A Binary Classification Social Network Dataset for Graph Machine Learning
Adnan Ali, Jinglong Li, Huanhuan Chen, AlMotasem Bellah Al Ajlouni
TL;DR
The paper introduces BiSND, a binary-classification social network dataset designed for graph machine learning, available in both tabular and graph formats to enable diverse modeling approaches. It evaluates supervised, self-supervised, and graph-based methods (DT, RF, XGBoost, KNN, MLP, GCN, and GCL methods BGRL, GRACE, DAENS) across multiple graph variants, achieving F1-scores from the mid-60s to about 70%. DAENS, especially the 2D2D variant, delivers the best performance among the graph-contrastive methods, illustrating the potential of self-supervised learning for sparse social-graph classification. The results demonstrate BiSND’s robustness and suitability for classification tasks, while highlighting that tree-based methods excel on tabular data and graph/self-supervised approaches can surpass them on graph data.

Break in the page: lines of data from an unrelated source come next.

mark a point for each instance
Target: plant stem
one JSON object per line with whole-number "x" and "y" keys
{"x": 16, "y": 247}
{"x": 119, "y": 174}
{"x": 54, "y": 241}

Overall, BiSND provides a solid benchmark for future exploration in graph ML on binary social-network problems and social-media presence detection.
Abstract
Social networks have a vast range of applications with graphs. The available benchmark datasets are citation, co-occurrence, e-commerce networks, etc, with classes ranging from 3 to 15. However, there is no benchmark classification social network dataset for graph machine learning. This paper fills the gap and presents the Binary Classification Social Network Dataset (\textit{BiSND}), designed for graph machine learning applications to predict binary classes. We present the BiSND in \textit{tabular and graph} formats to verify its robustness across classical and advanced machine learning. We employ a diverse set of classifiers, including four traditional machine learning algorithms (Decision Trees, K-Nearest Neighbour, Random Forest, XGBoost), one Deep Neural Network (multi-layer perceptrons), one Graph Neural Network (Graph Convolutional Network), and three state-of-the-art Graph Contrastive Learning methods (BGRL, GRACE, DAENS). Our findings reveal that BiSND is suitable for classification tasks, with F1-scores ranging from 67.66 to 70.15, indicating promising avenues for future enhancements.